The next day, my friend took us to Cumberland Island on his boat. We wove through miles of pristine marshland, the only boat on the water. My friend, a naturalist and passionate protector of the St. Marys river, answered our questions and pointed out wildlife and habitat features. It was stunning.
He dropped us off on the island. As I had done the official tour last year, I took on the role of tour guide for my boyfriend. Cumberland Island is a beautiful blend of history and nature, with a generous smattering of mosquitoes. We walked for mile or so through the dark and atmospheric woods formed by the low, twisting branches of the live oaks, their limbs decorated with the lacy veils of Spanish moss. The air was heavy with humidity that seemed to even dull the sounds of the cicadas that surrounded us. We were alone on the paths, making it easy to imagine being on those roads a hundred years prior. Before air conditioned. Shudder.
Our first destination was the ruins of the Carnegie mansion at Dungeness Point. Since I am much more educated about the sciences than Georgia history, I’m afraid I didn’t do this part of the tour justice.
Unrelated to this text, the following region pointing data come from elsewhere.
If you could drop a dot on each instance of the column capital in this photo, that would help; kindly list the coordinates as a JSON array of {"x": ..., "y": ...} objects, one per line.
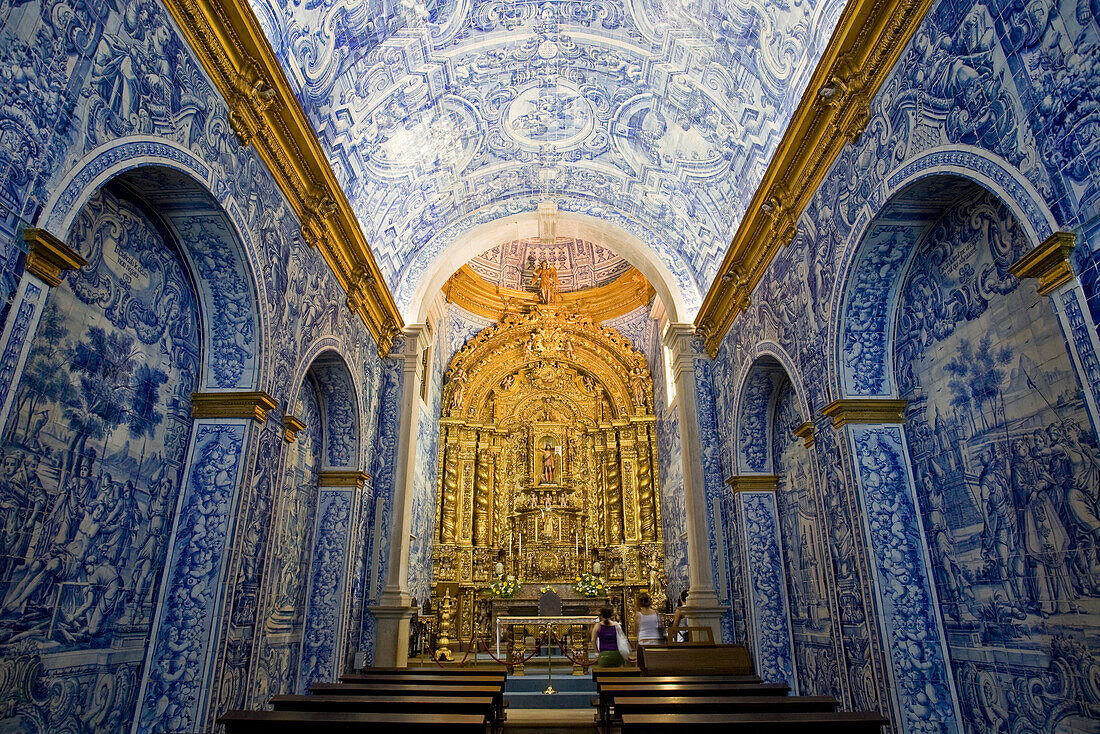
[
  {"x": 1048, "y": 262},
  {"x": 232, "y": 404},
  {"x": 754, "y": 482},
  {"x": 290, "y": 428},
  {"x": 866, "y": 411},
  {"x": 47, "y": 255},
  {"x": 342, "y": 478}
]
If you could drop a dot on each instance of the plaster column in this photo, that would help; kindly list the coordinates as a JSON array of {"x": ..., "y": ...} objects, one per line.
[
  {"x": 908, "y": 610},
  {"x": 46, "y": 256},
  {"x": 769, "y": 612},
  {"x": 394, "y": 609},
  {"x": 328, "y": 601},
  {"x": 703, "y": 606}
]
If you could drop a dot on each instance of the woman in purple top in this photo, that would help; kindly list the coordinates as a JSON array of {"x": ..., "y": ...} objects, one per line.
[{"x": 605, "y": 639}]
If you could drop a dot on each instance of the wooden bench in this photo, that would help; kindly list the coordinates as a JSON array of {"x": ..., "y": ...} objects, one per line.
[
  {"x": 630, "y": 704},
  {"x": 695, "y": 659},
  {"x": 326, "y": 722},
  {"x": 745, "y": 723},
  {"x": 474, "y": 705},
  {"x": 384, "y": 690},
  {"x": 608, "y": 691}
]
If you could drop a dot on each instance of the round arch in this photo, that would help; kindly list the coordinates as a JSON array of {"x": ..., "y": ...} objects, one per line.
[
  {"x": 210, "y": 232},
  {"x": 678, "y": 291}
]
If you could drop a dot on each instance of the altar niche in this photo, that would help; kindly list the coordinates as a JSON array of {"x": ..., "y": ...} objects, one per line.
[{"x": 547, "y": 467}]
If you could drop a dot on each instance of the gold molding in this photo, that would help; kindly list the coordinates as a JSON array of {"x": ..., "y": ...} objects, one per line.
[
  {"x": 263, "y": 111},
  {"x": 805, "y": 431},
  {"x": 232, "y": 404},
  {"x": 866, "y": 44},
  {"x": 865, "y": 409},
  {"x": 47, "y": 255},
  {"x": 1048, "y": 262},
  {"x": 476, "y": 295},
  {"x": 342, "y": 478},
  {"x": 290, "y": 428},
  {"x": 754, "y": 482}
]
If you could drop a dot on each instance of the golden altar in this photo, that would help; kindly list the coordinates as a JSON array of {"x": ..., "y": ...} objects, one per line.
[{"x": 547, "y": 466}]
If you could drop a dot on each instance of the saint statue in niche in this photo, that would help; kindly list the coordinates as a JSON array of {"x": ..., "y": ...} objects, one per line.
[{"x": 546, "y": 281}]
We then walked along a boardwalk to make our way to the beach (all we could think about at this point was sinking into the cold waves). We spotted an alligator off the side of the path. Luckily, my boyfriend did not have to prove to the gator that he’s a black belt:)
The surf felt as amazing as expected. Cumberland is a different coastal experience. A special place. No more than 300 people are allowed on the island at a time, so the sands are relatively bare. There are no shops, no bars. In fact, you must carry in and remove anything you want with you. It’s backpacking on the beach. It was hot, sandy, and humid. But it was perfect.
The beach is home to a large herd of wild horses. There were several enjoying the beach along with us. This particular stallion stood facing the ocean for hours, seemingly enjoying the feel of the wind on his face. Or maybe he was debating about trying to swim across the Atlantic? Or, waiting for a message in a bottle from his long-lost mare ? Who knows? I just know I felt as peaceful as he looked.
Most of us do not get to have experiences like these frequently. However, as Kayla showed me, we don’t have to wait until we have the time or money (or the friend who bought a house at the beach!) to have an adventure. We can find thrills in every day. Even at the grocery store.
So, what do you say? Want to go on an adventure?